Ive been reading blogs, facebook groups, twitter comments and writing magazines and there seems to be a lot of words bandied about like, determination and dedication, in relation to writing, with suggestions that we should be writing every day without fail, making ourselves sit down and write even when we don’t want to or are simply too tired.
For me, this takes the fun out of writing. I don’t want to make it a chore, something I detest and do through gritted teeth like I would when the bathroom needs cleaning.
For me writing is fun. It’s exciting seeing the words bring something to life and seeing that it’s me sitting there actually creating them. Its an amazing feeling. I don’t want to turn that off because it would put me in the category of not dedicated or disciplined.
Yes I’m writing a novel and I’m fully determined to complete it and push for publication ( I know that not an easy journey but that’s off point) Just because I’m slower at it does not make me any less talented. (I’m not banging my own drum here but if I were talented) Just because I don’t make myself do it when I don’t feel like it, doesn’t mean my words don’t make a person on the page come alive and be believable. (obviously my talent isn’t set in stone that I’m any good, but if I was, how long it’s taking me to write it, won’t detract from my greatness. )

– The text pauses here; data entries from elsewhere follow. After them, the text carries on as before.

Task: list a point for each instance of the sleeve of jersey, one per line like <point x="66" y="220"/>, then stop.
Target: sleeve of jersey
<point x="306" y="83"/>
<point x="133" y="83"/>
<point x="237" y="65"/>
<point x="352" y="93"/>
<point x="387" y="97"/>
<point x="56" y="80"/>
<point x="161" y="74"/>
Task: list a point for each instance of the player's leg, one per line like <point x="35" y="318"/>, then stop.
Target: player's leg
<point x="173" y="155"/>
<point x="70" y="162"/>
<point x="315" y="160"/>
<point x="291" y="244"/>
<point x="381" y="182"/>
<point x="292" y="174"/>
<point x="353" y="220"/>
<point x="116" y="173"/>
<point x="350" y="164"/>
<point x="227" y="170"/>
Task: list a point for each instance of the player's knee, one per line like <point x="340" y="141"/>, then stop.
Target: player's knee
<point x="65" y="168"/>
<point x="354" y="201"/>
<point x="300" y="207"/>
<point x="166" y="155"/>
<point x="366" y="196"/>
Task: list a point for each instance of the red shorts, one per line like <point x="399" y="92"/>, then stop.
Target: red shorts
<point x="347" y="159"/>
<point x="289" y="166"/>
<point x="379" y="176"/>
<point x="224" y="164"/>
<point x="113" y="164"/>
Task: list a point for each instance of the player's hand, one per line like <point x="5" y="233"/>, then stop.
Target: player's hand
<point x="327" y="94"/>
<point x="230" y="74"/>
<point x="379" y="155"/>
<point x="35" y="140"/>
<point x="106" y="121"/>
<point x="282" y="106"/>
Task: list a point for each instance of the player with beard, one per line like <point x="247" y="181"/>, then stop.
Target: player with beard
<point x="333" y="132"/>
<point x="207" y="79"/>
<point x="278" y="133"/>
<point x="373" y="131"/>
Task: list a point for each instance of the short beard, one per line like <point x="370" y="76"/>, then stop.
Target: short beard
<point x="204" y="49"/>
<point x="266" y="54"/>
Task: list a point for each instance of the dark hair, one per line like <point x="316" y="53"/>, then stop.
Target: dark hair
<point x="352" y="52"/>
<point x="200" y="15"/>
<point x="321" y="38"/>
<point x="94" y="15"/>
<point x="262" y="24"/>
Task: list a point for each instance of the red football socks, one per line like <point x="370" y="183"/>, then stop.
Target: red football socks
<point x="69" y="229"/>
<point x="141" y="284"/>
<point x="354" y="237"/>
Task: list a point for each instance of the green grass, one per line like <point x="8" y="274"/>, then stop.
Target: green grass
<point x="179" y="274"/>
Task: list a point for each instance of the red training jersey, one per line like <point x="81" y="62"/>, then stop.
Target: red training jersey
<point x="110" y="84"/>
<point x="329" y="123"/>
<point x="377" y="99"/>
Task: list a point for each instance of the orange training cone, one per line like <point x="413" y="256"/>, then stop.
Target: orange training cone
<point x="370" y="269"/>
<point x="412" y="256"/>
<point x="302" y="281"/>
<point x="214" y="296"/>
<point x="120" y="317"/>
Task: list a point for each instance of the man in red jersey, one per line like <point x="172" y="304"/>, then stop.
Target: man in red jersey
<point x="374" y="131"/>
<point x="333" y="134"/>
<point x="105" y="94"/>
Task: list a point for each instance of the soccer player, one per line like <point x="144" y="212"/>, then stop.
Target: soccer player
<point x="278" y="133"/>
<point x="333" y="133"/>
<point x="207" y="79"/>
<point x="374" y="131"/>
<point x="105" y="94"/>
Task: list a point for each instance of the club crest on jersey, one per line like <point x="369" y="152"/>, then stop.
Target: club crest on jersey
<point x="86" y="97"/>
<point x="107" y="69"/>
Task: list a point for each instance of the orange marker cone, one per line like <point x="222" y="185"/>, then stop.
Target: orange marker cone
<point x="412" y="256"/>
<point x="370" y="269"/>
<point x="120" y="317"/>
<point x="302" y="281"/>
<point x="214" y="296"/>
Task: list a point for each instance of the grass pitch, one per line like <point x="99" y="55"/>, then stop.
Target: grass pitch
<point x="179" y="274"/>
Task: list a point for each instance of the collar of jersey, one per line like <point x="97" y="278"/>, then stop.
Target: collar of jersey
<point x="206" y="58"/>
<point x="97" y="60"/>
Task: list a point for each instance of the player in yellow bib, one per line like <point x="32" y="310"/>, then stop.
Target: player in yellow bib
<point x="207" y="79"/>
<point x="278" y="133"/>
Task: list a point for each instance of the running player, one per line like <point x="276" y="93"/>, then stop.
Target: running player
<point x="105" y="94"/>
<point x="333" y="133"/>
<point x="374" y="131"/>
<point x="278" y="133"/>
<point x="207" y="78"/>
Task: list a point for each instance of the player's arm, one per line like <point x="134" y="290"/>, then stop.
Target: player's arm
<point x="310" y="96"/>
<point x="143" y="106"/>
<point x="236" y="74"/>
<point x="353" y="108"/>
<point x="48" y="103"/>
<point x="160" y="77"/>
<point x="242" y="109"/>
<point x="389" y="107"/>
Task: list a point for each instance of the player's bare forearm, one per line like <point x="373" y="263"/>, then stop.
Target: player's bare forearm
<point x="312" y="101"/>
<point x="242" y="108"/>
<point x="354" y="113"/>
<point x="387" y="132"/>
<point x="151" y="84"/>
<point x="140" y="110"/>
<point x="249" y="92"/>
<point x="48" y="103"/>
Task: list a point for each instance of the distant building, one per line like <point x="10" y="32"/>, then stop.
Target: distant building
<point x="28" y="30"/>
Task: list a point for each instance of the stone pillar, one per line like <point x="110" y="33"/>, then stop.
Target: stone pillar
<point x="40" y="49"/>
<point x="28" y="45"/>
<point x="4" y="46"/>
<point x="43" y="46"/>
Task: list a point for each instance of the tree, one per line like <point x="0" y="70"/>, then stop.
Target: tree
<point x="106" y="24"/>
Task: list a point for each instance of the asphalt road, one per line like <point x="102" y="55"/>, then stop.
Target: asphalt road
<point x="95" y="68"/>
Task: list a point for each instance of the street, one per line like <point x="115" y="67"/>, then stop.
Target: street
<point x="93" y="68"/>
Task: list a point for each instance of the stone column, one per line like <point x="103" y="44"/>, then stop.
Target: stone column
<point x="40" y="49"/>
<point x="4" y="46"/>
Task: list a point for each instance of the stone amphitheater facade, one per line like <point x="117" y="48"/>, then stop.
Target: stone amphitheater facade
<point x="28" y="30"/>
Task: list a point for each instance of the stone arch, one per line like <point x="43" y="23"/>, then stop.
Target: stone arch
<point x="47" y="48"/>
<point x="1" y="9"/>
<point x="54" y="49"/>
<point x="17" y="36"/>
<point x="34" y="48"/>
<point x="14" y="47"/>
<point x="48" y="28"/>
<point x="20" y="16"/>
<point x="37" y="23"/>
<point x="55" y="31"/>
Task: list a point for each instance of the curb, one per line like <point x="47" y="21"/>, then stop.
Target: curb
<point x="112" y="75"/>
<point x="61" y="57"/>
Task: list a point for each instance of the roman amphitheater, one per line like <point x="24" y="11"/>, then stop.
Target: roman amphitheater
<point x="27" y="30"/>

Writing doesn’t pay the bills. In fact I haven’t seen a single penny. I have a full time job, which, to be honest is pretty exhausting at the minute (health issues) then I have a husband, house and kids to come home to as do many writers. Even when I get published, I know I’m still going to have to do both jobs and at that point I may have writing deadlines to keep. But now, now writing is fun, it’s exciting and it’s done when I feel I want to or when I feel well enough to push myself even if I don’t want to but thats few and far between.
Writing isn’t something I must do or I shrivel up and turn into a spineless jellyfish. I wasn’t born to write. It’s not in my genes. It’s not what I was made to do. Lots of phrases I hear thrown about quite freely to be honest. Writing is what I enjoy doing.
I will write my novel in full and complete it this year, but I will not take the joy out of it by thinking I couldn’t possibly be a real writer if I don’t write every day. I am a real writer. I write. I can be published even if I’m slow.
I know this goes against the grain of a lot of writers and how writing should be approached, but it’s how I feel about it and I’m writing and having fun when I do it, even if its not everyday.
What do you think is needed to be a writer? Do you feel you have to do it even when you don’t want to and if so, is any of the joy removed?